> On Aug 8, 2016, at 11:56 AM, Cory Benfield <c...@lukasa.co.uk> wrote:
> 
> 
>> On 8 Aug 2016, at 16:47, Guido van Rossum <gu...@python.org> wrote:
>> 
>> OK, never mind Impostor Syndrome... How can we move this forward in
>> the community though actual applications? Should we have the complete
>> I/O-free HTTP parser in the stdlib, or is that a bad idea? Do we want
>> a PEP? Is there something we could add to PEP 8?
> 
> Addressing those in turn:
> 
> Yes, we could put the I/O free HTTP parser in the stdlib. That’s really 
> Nathaniel’s call, of course, as it’s his parser, but there’s no reason we 
> couldn’t. Of course, all the regular caveats apply: we’ll want to give it a 
> while longer on PyPI to bake, and of course we have to discuss where the 
> logical end of this. How obscure does a protocol have to be for having a 
> parser in the stdlib to no longer be sensible?
> 
> Having a parser in the stdlib also raises another question: does the http 
> module get rewritten in terms of this parser?
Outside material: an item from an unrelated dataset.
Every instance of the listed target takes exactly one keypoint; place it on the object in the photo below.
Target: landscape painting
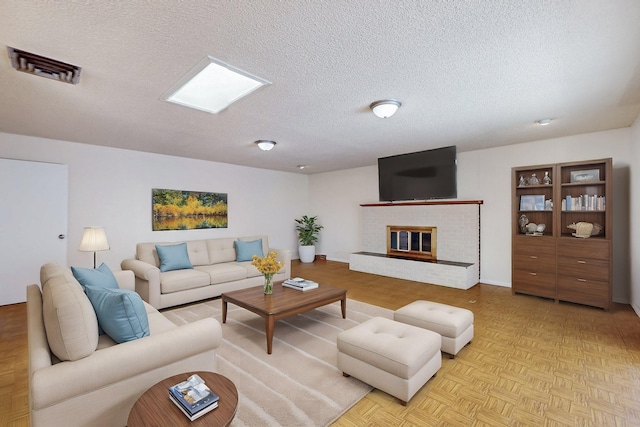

The obvious answer is “yes”,

This — we have to validate that h11 has the correct design *before* including 
it to the stdlib.  So the answer is “yes”, indeed.

> 
> As to having a PEP or putting something in PEP 8, I feel pretty lukewarm to 
> those ideas. If the core Python team was able to legislate good coding 
> practices via PEPs I think the world would be a very different place.

What does this mean?  A lot of people, in any serious project at least, follow 
PEP 8 and coding with linters is a wide-spread practice.